Ji Qingshang respondió con enfado: —No tienes nada de conciencia. Está claro que la Madre Real del Decimotercer Príncipe malgastó saliva abogando por ti ante el Emperador después de que el Quinto Tío muriera en batalla. Si no, ¿crees que solo basándose en los logros del Quinto Tío, el Emperador te habría prestado tanta atención? No olvides que la Madre Real del Decimotercer Príncipe fue amable con tu padre. Si deseas mostrar ingratitud a tus benefactores, simplemente no vayas. En cualquier caso, ya te he notificado, ¡tú decides si vas o no!
Ji Qingshang terminó de hablar y se fue con un bufido de desprecio.
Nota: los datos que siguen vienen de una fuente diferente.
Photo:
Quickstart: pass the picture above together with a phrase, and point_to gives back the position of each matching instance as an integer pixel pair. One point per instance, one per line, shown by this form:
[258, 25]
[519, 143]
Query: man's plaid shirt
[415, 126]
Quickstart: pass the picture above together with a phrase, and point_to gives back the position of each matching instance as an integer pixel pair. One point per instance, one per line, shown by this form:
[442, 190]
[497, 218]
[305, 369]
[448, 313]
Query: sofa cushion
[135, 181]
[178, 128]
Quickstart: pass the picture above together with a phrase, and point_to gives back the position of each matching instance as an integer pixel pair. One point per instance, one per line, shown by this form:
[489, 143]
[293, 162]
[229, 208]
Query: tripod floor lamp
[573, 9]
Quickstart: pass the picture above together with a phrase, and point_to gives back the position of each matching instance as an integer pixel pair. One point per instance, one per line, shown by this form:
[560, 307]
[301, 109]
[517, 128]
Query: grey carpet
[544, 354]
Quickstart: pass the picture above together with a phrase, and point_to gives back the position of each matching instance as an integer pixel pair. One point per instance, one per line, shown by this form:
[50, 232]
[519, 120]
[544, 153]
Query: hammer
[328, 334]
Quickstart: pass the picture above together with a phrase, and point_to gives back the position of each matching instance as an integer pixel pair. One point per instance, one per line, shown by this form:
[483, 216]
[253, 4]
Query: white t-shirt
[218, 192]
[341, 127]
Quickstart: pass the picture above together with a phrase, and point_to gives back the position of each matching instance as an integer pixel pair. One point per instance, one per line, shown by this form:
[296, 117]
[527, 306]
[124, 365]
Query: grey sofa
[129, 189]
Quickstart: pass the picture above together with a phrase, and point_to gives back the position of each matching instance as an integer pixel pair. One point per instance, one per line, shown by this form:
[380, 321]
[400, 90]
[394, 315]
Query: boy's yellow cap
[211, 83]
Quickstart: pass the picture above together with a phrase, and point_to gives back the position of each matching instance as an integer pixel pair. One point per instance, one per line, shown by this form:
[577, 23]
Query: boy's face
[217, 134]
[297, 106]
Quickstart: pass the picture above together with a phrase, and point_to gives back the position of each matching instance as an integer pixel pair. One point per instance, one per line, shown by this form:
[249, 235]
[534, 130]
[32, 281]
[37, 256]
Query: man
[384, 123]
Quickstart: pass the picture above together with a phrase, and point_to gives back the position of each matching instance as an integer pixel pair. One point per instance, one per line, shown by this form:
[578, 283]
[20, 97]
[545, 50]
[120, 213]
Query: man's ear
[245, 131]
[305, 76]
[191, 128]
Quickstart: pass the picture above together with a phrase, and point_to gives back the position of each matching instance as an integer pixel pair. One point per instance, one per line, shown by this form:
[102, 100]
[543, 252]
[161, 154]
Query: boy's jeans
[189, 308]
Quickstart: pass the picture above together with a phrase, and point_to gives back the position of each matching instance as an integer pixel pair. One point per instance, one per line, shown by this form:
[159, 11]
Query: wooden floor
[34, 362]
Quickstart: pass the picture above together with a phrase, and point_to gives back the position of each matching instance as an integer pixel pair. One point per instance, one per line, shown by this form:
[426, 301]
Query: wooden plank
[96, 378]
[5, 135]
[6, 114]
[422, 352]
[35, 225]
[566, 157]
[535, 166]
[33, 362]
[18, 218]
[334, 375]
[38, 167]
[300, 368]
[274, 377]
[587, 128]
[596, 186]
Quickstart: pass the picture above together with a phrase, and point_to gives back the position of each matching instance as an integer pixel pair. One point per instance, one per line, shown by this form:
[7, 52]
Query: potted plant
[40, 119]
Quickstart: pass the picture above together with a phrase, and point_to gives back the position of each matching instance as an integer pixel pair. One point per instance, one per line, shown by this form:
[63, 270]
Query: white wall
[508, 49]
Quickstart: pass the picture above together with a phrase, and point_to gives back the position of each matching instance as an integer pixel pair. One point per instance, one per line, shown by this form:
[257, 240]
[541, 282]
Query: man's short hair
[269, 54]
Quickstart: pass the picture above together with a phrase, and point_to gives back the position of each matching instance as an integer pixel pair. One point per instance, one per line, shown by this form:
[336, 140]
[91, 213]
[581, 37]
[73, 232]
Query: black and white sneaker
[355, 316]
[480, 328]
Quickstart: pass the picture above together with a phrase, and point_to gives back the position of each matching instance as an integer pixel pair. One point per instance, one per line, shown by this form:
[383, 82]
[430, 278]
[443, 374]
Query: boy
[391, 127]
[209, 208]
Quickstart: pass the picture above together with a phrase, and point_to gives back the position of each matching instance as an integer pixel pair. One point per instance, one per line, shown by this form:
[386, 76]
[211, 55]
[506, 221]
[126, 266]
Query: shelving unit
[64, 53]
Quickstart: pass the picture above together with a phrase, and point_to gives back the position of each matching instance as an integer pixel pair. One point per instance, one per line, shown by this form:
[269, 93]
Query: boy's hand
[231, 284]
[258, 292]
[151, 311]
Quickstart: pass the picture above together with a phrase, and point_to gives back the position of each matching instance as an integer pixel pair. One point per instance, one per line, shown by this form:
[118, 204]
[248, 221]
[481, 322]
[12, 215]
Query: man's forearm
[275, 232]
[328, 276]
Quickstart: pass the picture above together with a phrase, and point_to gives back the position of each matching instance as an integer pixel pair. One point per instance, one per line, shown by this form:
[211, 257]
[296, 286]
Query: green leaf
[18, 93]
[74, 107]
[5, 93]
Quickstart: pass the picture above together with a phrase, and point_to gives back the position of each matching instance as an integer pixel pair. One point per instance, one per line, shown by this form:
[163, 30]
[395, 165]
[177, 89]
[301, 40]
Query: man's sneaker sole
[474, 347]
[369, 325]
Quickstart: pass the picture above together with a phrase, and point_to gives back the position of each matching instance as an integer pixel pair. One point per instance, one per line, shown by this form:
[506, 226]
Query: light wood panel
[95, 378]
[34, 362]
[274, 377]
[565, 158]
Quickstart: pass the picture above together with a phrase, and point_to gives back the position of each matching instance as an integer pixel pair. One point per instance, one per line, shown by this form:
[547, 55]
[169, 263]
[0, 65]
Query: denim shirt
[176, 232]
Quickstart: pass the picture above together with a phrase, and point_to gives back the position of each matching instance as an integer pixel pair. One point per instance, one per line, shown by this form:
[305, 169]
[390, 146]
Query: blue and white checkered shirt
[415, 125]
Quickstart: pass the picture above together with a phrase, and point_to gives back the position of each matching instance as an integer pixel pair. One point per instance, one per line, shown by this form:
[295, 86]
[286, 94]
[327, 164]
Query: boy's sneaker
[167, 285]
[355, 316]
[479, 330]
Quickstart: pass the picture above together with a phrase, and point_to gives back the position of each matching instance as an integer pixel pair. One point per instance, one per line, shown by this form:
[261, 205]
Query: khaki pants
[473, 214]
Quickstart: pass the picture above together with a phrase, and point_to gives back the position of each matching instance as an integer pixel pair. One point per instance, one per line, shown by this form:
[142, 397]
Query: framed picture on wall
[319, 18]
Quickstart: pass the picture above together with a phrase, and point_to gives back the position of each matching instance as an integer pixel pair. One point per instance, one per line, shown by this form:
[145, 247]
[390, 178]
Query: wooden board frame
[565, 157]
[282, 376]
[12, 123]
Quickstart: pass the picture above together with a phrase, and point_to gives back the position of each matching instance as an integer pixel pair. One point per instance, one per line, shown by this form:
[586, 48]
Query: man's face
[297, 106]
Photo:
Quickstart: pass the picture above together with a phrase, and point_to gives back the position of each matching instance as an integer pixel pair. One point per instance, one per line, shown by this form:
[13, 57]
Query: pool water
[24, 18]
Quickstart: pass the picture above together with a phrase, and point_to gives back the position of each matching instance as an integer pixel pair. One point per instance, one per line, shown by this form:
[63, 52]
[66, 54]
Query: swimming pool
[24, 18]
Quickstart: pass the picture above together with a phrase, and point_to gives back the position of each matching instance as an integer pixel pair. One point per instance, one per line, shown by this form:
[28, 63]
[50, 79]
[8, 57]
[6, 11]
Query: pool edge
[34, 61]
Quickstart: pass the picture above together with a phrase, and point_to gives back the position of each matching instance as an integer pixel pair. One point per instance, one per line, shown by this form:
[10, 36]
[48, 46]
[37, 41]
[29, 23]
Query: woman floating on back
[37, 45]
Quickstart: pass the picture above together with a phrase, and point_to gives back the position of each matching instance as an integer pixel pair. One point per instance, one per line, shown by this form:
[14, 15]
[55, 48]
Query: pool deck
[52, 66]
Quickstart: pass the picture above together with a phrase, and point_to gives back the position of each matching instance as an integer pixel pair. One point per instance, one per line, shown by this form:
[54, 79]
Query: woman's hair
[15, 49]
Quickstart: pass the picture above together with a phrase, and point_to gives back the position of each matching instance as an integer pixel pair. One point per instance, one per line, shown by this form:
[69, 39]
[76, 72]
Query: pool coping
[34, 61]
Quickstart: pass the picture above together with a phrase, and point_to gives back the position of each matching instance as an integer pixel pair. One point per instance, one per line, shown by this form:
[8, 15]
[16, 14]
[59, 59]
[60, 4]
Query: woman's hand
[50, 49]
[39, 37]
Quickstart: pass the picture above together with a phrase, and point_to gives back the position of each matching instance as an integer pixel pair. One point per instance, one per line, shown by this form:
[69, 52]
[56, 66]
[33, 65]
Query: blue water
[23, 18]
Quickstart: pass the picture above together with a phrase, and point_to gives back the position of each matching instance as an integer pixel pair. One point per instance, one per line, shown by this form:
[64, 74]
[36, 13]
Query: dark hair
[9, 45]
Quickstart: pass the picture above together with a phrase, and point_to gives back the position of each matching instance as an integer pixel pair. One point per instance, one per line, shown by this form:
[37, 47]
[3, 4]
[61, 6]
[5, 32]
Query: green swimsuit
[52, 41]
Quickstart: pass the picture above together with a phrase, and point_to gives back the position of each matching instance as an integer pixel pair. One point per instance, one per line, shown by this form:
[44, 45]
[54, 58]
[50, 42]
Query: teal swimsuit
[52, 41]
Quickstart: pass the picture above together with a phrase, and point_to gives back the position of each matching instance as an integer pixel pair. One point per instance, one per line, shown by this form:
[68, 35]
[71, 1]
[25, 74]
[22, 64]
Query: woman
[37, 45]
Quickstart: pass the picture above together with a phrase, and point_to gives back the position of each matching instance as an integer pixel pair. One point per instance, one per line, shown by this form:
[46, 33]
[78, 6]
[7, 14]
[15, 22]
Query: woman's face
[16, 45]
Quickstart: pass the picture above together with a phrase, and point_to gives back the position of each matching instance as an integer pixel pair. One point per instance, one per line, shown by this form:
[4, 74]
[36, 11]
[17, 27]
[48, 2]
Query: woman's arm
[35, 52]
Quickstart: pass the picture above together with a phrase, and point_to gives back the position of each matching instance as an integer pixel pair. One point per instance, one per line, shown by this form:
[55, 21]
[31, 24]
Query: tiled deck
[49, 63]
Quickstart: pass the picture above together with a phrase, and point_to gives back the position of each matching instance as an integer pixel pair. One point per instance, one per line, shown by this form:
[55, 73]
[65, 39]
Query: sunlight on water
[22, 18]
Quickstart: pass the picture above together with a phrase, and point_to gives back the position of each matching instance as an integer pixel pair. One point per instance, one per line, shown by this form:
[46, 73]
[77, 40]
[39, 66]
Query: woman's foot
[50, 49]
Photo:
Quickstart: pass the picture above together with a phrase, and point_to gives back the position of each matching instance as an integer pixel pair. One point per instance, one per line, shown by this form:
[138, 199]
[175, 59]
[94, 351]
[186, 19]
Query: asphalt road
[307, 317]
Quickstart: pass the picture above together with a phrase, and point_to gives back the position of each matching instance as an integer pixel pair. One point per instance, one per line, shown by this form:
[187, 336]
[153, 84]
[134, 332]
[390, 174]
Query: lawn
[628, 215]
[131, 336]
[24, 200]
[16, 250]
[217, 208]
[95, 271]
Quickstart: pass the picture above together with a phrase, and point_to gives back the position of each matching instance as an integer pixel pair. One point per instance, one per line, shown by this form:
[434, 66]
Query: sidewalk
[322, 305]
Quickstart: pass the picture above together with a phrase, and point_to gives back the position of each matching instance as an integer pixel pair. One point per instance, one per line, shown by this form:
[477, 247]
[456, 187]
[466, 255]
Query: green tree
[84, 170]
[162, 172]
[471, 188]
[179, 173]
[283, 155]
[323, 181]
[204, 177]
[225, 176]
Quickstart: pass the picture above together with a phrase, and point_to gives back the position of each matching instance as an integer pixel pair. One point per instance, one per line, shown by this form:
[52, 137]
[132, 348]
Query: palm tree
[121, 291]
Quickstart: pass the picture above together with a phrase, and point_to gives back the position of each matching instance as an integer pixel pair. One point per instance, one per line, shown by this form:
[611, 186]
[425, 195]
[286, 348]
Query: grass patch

Ji Fengyan observó la figura de Ji Qingshang mientras desaparecía y una sonrisa esquiva se dibujó en la comisura de sus labios.
El Decimotercer Príncipe…
La dueña original del cuerpo tenía alguna impresión de la legendaria Madre Real del Decimotercer Príncipe, que una vez fue una belleza famosa. Pertenecía a una de las tribus extranjeras de la frontera y, cuando la tribu fue atacada por el Clan Demonio, no tuvo más remedio que presentar a su mujer más hermosa al Emperador del Reino del Dragón Sagrado a cambio de protección militar.
Cuando Ji Yun falleció, esta Concubina Imperial había enviado sus condolencias. Era cierto que podía ser considerada una benefactora de Ji Yun.
Pero…
—¿Desde cuándo la familia Ji ha sido tan bondadosa? —rio Ji Fengyan por lo bajo y entró en la habitación, cerrando la puerta tras de sí.